MANISTEE – One of the unique gems of the Manistee National Forest Festival is an annual magic show presented by a family for families at the Ramsdell Regional Center for the Arts in Manistee.

Wissner’s Wizards is made up of five children under the age of 16 and the group was due to take the stage at 2pm and 7pm on Sunday.

Michael Sager Wissner, 15, said he got involved in the magic show because of his grandfather, Wayne Wissner.

“He’s a really fun guy and it’s just a special thing that we can really do just for him,” Michael said. “He was a magician for quite a long time and he really introduced us to magic.”

Wayne Wissner is also on the shows as he performs a trick known as the Mummy Illusion where a child pops out of a mummy, but it’s unclear how. He grew up in Manistee and is a retired professional magician who performed his first magic show at age 7.

It was the Mummy Case illusion that drew Michael into the world of magic shows when he saw his grandfather perform.

“It was really cool to watch and he got us interested in doing shows, so we’re doing them for him and with him,” he said.

Michael and the other Wizards have been performing since they were around five years old.


Aria Grossenbach, 12, has a different take on what draws her to the stage each year.

“I like to wow people,” Aria said. “It’s fun to see their faces when you’re doing magic and they’re amazed by what you’re doing.”

She said many of the tricks involve audience members giving children in attendance a chance to engage with the show.

“Kids are usually more amazed sometimes (than adults),” she said.

Michael noted that performing magic on stage is somewhat terrifying at first.

“But after loving the first show in front of an audience, it’s just like ‘oh, that’s not really bad. And then you just accept it,” he explained.

The family has been training for the 2022 Manistee National Forest Festival show since last month.

Recently, the team practiced about four to five hours a day, then finally rehearsed on Saturday morning before the Sunday show.

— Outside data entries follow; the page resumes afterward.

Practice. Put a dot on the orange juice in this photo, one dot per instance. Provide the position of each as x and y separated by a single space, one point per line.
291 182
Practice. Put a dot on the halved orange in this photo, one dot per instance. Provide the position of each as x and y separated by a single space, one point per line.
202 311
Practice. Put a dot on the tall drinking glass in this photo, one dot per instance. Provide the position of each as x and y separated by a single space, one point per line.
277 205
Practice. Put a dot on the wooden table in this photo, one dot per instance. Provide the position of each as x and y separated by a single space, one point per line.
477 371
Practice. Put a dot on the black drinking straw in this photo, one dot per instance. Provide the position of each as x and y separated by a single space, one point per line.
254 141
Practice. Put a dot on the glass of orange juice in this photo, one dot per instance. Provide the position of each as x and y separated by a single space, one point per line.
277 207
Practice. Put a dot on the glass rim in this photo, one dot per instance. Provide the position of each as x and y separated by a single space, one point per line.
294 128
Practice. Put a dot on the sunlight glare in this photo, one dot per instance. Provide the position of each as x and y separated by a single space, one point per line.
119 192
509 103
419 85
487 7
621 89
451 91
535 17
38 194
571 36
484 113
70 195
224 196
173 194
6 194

The Sager Wissner branch of the family lives in Barry County, and the Grossenbachs live in Illinois and coordinate their practices.

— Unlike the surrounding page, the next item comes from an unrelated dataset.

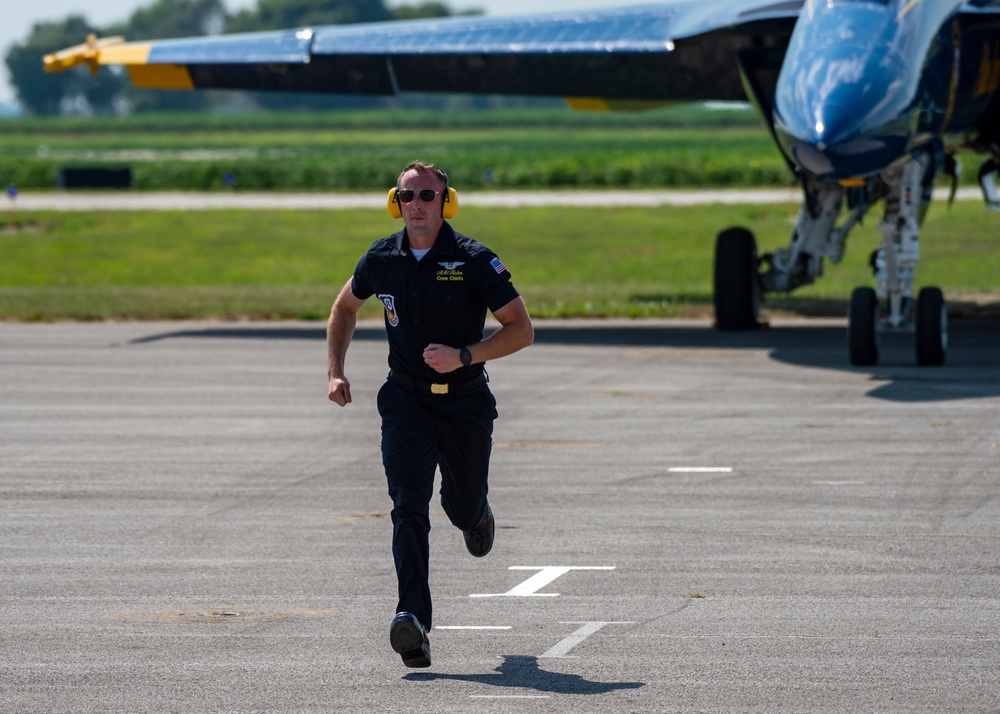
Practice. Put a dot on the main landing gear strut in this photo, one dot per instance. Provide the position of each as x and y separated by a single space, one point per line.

Anthony Sager Wissner, 12, said he loved the magic element, being on stage, as well as the improvisations and audience interactions.

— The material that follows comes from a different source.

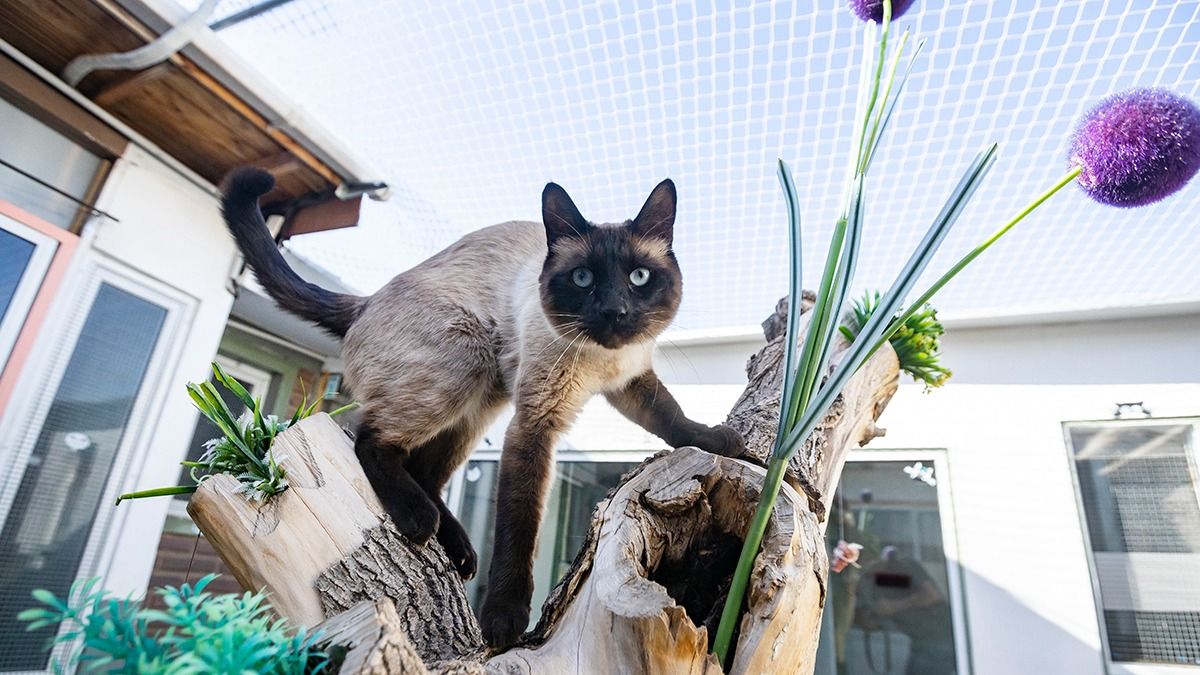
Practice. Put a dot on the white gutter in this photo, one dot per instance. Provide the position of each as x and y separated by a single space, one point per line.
220 61
103 115
147 55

He does tricks like turning a balloon into a guinea pig, or shows how he can wrap metal rings around each other or tie a moving knot that seems to reattach the severed clothesline, magically making it back again.

Anthony said he enjoys both stage tricks that require more stage space and smaller stage appearances that require more conversation with an audience.

“Don’t be afraid to speak up if it’s a little trick. Don’t be afraid to interact with the magicians,” he said, adding that in some tricks he expects feedback from the audience. “Laughs, sometimes saying what they think the thing is going to be, how it works.”

The two youngest artists in the group are Lennon Grossenbach, 12, and Oscar Grossenbach, 9.

“It’s fun to show what we can do in front of people,” Lennon said.

Lennon said each band member tends to try a particular trick to see what works best for each member.

According to Lennon’s biography, he is a competitive gymnast, cross-country runner, discus, and field long jumper.

According to Oscar’s biography, he spends a lot of time on the ice as a competitive short track speed skater and figure skater and he has recently performed in the “Nutcracker on Ice”, “Cinderella on Ice” and the “National Theater on Ice”. championships last month.

Oscar is tasked with making a pop bottle disappear among other tricks.

Proceeds from profits are donated to the Manistee County Humane Society.